User set disk space usage alarm, if the alarm gets triggered, you would see below warning messages in the node logs:
[warning] <0.643.0> *** Publishers will be blocked until this alarm clears ***
[warning] <0.643.0> **********************************************************
[warning] <0.643.0> [0m
[warning] <0.643.0> disk resource limit alarm set on node '<nodename>'.
[warning] <0.643.0> [0m
[warning] <0.643.0> **********************************************************
Above scenario may cause production issue, as once the disk gets full as alarm says, publisher will be blocked until the alarm clears.

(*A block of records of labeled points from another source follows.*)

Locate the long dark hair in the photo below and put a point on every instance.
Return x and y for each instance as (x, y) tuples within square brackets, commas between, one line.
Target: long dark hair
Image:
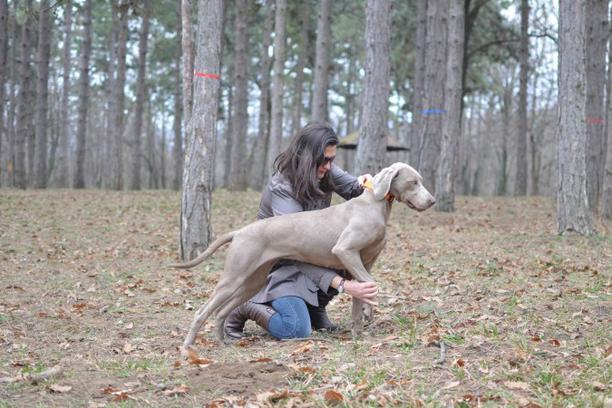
[(299, 162)]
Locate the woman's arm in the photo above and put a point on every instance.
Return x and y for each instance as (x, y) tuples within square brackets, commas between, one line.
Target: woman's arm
[(365, 291), (347, 185)]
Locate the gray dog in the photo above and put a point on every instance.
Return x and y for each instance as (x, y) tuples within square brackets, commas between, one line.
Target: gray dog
[(347, 236)]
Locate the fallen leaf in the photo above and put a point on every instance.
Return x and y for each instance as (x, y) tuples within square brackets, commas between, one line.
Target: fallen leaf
[(181, 389), (333, 396), (517, 385), (120, 396), (60, 388), (450, 385), (195, 359), (261, 360), (302, 349)]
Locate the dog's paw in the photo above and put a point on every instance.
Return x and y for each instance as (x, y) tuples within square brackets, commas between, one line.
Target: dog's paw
[(368, 313)]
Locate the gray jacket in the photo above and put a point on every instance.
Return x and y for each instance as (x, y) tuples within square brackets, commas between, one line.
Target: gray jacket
[(292, 278)]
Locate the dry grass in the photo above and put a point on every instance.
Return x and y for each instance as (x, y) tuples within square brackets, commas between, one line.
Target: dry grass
[(524, 314)]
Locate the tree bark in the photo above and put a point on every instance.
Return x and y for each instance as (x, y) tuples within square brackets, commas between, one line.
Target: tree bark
[(153, 180), (237, 179), (179, 101), (606, 198), (260, 149), (109, 134), (298, 89), (321, 81), (119, 97), (451, 125), (419, 81), (79, 175), (276, 120), (3, 71), (435, 71), (162, 156), (140, 97), (197, 176), (372, 146), (42, 93), (597, 35), (13, 105), (520, 186), (572, 200), (23, 110), (188, 75), (64, 161)]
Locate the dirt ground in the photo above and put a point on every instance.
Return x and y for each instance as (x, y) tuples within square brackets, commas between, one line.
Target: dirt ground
[(523, 315)]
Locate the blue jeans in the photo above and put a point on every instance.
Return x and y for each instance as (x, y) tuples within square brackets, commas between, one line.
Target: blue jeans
[(291, 319)]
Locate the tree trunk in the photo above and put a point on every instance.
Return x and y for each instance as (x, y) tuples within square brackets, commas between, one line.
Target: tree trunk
[(506, 111), (606, 196), (237, 179), (227, 133), (321, 81), (260, 151), (179, 101), (12, 113), (350, 95), (298, 89), (3, 71), (23, 110), (162, 161), (109, 134), (188, 75), (64, 161), (597, 35), (520, 186), (276, 125), (419, 82), (79, 174), (151, 159), (197, 177), (140, 96), (372, 146), (572, 201), (119, 97), (435, 71), (31, 104), (42, 93), (451, 125)]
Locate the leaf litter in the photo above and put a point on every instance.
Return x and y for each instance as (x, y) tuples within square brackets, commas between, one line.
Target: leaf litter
[(521, 312)]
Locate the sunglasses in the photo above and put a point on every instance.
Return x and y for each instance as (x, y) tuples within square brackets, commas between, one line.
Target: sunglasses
[(328, 160)]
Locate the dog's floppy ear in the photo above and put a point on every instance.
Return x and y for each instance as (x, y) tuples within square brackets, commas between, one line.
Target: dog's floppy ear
[(382, 181)]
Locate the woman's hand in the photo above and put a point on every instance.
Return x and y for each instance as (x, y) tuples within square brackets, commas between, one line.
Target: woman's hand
[(365, 291), (365, 180)]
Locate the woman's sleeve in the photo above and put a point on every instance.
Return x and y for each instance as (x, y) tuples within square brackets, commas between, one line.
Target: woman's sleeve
[(282, 202), (347, 185)]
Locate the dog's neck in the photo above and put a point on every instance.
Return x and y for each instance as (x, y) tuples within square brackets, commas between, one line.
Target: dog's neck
[(368, 185)]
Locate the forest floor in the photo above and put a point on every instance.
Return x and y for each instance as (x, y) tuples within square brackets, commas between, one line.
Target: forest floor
[(524, 314)]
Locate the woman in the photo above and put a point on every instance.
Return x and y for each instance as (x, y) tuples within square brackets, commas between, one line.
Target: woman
[(294, 299)]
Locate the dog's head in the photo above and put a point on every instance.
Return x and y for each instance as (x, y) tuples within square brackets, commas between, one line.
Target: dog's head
[(405, 184)]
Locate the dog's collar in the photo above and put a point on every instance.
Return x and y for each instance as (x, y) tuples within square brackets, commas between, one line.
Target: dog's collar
[(367, 184)]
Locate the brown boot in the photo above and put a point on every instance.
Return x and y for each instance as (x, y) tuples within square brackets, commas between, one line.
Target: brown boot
[(318, 314), (260, 313)]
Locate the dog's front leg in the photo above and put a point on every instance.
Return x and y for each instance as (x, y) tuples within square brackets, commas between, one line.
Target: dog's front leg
[(357, 316)]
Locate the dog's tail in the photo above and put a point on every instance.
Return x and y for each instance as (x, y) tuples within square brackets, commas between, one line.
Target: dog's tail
[(222, 240)]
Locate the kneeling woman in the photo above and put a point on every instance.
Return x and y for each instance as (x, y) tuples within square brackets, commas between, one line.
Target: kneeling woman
[(293, 302)]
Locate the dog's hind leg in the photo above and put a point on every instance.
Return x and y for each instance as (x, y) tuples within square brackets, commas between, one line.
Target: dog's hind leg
[(245, 292), (218, 298)]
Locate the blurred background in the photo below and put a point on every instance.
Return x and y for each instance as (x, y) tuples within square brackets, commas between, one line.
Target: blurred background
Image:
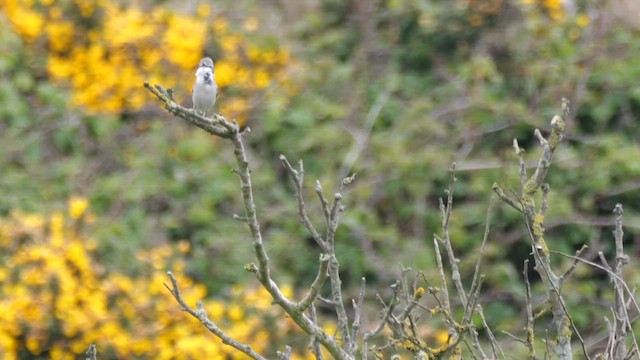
[(102, 192)]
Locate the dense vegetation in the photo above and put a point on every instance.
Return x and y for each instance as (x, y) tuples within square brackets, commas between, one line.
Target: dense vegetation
[(103, 193)]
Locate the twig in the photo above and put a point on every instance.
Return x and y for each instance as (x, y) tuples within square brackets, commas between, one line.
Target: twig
[(529, 329), (314, 290), (201, 315), (298, 180), (219, 126)]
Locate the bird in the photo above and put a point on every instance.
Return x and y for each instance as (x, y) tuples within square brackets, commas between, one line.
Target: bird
[(205, 89)]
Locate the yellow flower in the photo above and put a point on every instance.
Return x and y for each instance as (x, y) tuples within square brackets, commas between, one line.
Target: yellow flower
[(60, 35), (583, 20)]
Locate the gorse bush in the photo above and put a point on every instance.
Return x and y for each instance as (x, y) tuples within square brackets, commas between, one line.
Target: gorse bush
[(57, 297), (103, 51)]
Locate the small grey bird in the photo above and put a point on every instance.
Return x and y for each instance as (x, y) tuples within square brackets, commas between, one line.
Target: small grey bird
[(205, 88)]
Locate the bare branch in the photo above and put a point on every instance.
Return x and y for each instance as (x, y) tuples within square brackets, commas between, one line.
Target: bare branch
[(298, 180), (201, 315), (312, 295)]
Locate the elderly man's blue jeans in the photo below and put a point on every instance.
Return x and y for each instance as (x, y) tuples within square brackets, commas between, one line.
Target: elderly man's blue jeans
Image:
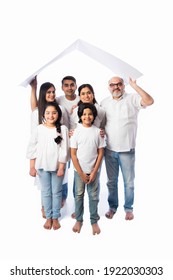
[(126, 162)]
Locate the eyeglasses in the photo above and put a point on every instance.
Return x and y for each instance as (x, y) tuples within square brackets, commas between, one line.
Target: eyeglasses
[(117, 85), (51, 91)]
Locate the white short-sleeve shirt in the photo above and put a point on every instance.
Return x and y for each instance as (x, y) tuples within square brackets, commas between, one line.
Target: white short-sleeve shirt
[(87, 141), (46, 151), (121, 121)]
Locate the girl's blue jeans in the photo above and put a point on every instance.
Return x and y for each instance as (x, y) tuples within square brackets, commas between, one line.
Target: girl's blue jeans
[(126, 162), (51, 192)]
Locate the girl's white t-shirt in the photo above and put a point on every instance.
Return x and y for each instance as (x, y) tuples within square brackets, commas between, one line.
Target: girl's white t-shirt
[(46, 151)]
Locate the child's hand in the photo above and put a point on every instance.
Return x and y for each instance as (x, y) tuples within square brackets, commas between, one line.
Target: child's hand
[(60, 172), (102, 132), (33, 172), (85, 178), (92, 177)]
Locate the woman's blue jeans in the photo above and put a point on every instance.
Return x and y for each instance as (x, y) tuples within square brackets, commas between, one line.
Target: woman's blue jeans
[(93, 190), (125, 161), (51, 191)]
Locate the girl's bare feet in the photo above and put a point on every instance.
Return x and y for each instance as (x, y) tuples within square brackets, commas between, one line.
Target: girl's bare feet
[(129, 216), (48, 224), (43, 213), (77, 227), (96, 229), (56, 224)]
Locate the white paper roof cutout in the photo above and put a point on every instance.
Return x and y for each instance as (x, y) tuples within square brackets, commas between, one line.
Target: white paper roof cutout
[(115, 64)]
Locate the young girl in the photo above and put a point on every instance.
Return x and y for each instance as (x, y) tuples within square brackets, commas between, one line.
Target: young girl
[(47, 93), (87, 148), (49, 150)]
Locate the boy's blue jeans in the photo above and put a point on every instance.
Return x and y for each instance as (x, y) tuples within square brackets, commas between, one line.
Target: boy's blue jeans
[(51, 191), (126, 161), (93, 190)]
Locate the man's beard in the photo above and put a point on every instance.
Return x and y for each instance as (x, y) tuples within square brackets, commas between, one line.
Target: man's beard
[(117, 94)]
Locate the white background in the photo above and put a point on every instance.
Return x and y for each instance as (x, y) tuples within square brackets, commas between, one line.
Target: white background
[(139, 33)]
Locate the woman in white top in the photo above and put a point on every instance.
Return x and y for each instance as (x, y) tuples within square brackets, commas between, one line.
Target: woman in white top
[(49, 150)]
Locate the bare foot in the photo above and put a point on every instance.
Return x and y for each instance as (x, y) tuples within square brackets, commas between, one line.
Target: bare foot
[(48, 224), (63, 203), (96, 229), (73, 215), (77, 227), (129, 216), (56, 224), (110, 214), (43, 213)]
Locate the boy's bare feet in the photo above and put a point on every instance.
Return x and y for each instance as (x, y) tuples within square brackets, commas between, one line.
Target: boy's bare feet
[(43, 213), (55, 223), (96, 229), (129, 216), (110, 214), (77, 227), (48, 224), (73, 215)]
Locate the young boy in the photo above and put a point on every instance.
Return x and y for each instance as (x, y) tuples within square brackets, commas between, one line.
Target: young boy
[(87, 149)]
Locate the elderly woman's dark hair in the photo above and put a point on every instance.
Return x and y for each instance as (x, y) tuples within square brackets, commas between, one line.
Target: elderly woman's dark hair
[(57, 123), (84, 106), (91, 89)]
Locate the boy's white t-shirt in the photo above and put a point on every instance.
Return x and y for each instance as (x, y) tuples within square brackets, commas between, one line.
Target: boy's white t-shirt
[(87, 141)]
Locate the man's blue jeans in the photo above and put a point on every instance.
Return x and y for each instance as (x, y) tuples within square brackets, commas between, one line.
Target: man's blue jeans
[(51, 189), (93, 194), (125, 161)]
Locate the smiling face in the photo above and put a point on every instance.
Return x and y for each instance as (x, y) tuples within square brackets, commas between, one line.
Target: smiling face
[(50, 115), (86, 95), (116, 87), (50, 94), (87, 117), (69, 87)]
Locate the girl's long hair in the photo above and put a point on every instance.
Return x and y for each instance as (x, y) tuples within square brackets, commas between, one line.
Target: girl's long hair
[(58, 139), (42, 100)]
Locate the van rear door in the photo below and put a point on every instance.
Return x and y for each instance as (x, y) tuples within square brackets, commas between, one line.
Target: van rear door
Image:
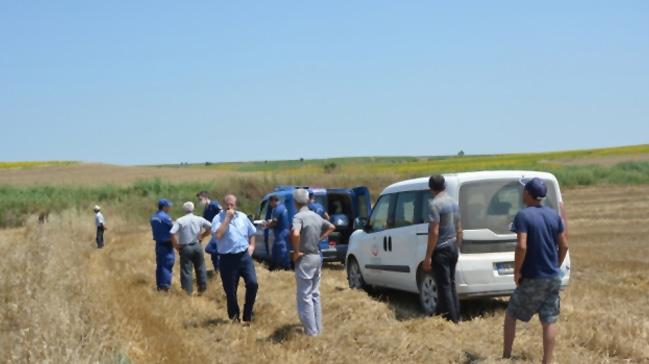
[(488, 208), (361, 201)]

https://www.rabbitmq.com/docs/alarms
Usually it is caused by the segment files generated by Quorum Queue operations fills up the disk space.
https://www.rabbitmq.com/docs/quorum-queues#resource-use
It is due to publishers published messages too fast, and consumers could not consume them all on time.
It is considered as a environment design issue - disk space was too small to handle the scale of the production or publisher publishes way too faster than consumer, loads are not balanced.
It is considered as non-recoverable issue. What customer can do to recover,The file are written by the QQ, and cannot identify what was written to the file what was not:
- Try rabbitmqctl delete_queue, if customer can identify which queue is causing this. After the issue is recovered, redeclare the queue.
- Replace the affected node. Reference: https://www.rabbitmq.com/docs/quorum-queues#replica-management
Customer may ask questions, may follow below:
1. Why purge does not work?
The warning and alarm is disk space related. Purse to a queue is not equivalent to "rm -rf" - it won't remove everything in the DISK.
2. Can we delete the files manually?
It is not recommended.
3. How to prevent from happening?
Closely monitor the cluster and disk usage. Assign efficient disk space.